Les ministres fédéraux de l’Economie et de la Mobilité, Kris Peeters (CD&V) et François Bellot (MR), ont annoncé que la Belgique et les Pays-Bas échangeront les données kilométriques des véhicules pour pouvoir lutter contre la fraude au compteur avec des véhicules de seconde main. Chaque année, quelque 45.000 voitures changent de propriétaire entre les deux pays.

En 2006, la Belgique a instauré le système Car-Pass qui impose au vendeur d'un véhicule d'occasion de fournir un document reproduisant l'historique kilométrique du véhicule, sinon il court le risque d'une nullité de la vente. A l'époque l'on estimait qu'au moins 9% des compteurs de voiture d'occasion avaient été trafiqués.

L'obligation ne vaut que pour les véhicules immatriculés en Belgique et non pour les véhicules importés.

Chaque année, plus de 10.000 voitures sont importées en Belgique depuis les Pays Bas et 33.000 font le voyage en sens inverse. Dans le cas d'une importation vers la Belgique, si le compteur a été trafiqué, la fraude moyenne représente pas moins de 164.000 kilomètres. Le système belge Car-Pass est comparable au système néerlandais.

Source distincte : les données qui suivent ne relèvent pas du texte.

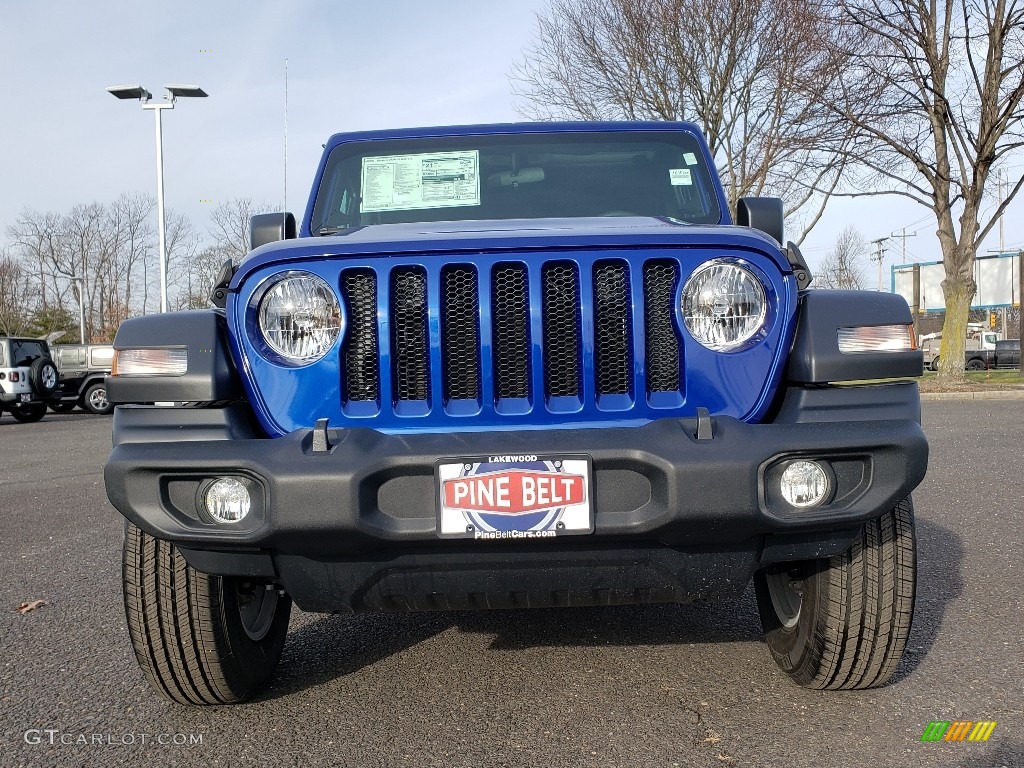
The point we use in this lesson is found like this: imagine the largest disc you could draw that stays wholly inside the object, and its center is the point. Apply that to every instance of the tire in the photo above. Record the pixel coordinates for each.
(842, 623)
(44, 377)
(27, 414)
(94, 399)
(187, 628)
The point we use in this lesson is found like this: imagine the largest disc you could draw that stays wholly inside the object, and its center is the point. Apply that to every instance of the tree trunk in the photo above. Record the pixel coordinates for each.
(952, 350)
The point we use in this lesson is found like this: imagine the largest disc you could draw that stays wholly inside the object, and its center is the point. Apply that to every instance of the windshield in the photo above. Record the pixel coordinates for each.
(560, 175)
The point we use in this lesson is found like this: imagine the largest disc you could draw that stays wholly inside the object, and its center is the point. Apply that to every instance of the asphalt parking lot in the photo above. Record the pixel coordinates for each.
(688, 685)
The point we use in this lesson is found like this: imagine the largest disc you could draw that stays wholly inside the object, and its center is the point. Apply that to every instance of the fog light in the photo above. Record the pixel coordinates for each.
(804, 483)
(227, 500)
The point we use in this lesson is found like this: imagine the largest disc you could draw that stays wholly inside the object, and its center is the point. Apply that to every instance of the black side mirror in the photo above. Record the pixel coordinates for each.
(764, 214)
(269, 227)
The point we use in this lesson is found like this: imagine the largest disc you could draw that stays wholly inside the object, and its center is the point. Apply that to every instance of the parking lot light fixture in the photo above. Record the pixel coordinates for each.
(171, 93)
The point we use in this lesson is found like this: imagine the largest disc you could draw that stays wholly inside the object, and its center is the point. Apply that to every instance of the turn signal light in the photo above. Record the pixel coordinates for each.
(896, 338)
(162, 361)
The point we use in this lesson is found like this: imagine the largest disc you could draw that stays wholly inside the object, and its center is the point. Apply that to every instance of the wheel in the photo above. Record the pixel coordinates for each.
(29, 413)
(43, 377)
(200, 639)
(94, 398)
(843, 623)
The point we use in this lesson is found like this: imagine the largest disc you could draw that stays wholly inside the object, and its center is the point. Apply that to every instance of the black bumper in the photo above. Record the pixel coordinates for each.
(353, 526)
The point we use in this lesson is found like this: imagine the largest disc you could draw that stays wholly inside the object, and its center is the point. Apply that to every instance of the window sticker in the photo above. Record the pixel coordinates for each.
(680, 176)
(406, 182)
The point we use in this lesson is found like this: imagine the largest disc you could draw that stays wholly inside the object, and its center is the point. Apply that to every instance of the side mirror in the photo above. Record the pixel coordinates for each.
(269, 227)
(764, 214)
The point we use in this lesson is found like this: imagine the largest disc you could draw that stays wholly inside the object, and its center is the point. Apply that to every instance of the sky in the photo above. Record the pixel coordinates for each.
(351, 66)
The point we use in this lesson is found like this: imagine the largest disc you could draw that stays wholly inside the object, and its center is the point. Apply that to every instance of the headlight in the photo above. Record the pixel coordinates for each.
(300, 317)
(724, 304)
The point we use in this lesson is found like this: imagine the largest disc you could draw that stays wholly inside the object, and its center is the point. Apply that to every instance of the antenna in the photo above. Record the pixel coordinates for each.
(284, 210)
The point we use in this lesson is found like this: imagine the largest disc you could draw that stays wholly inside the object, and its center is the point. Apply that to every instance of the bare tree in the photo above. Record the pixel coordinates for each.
(741, 69)
(203, 268)
(17, 296)
(229, 226)
(935, 97)
(182, 244)
(844, 266)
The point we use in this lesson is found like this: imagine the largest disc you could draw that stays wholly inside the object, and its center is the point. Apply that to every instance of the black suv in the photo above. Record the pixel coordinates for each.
(29, 378)
(83, 377)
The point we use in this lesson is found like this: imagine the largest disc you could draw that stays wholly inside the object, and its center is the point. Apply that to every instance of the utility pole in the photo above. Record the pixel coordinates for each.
(903, 237)
(879, 256)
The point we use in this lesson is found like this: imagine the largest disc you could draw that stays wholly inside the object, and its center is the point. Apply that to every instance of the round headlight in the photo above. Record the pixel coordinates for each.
(724, 304)
(804, 483)
(227, 500)
(300, 317)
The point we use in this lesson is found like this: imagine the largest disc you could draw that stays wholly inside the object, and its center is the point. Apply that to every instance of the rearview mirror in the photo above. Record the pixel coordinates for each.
(764, 214)
(269, 227)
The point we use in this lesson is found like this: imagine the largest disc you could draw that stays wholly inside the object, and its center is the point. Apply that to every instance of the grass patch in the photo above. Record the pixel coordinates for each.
(1006, 376)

Plutôt que d'attendre une approche européenne du phénomène, les deux pays ont décidé d'échanger leurs données de manière à ce que le kilométrage des véhicules vendus entre les deux pays puisse être tracé. Cet échange devrait être opérationnel d'ici la fin de l'année.

Aux Pays-Bas, c’est la ministre de l’Infrastructure et de l’Environnement, Melanie Schulz van Haegen, qui est l’interlocutrice des ministres belges Kris Peeters et François Bellot dans ce dossier.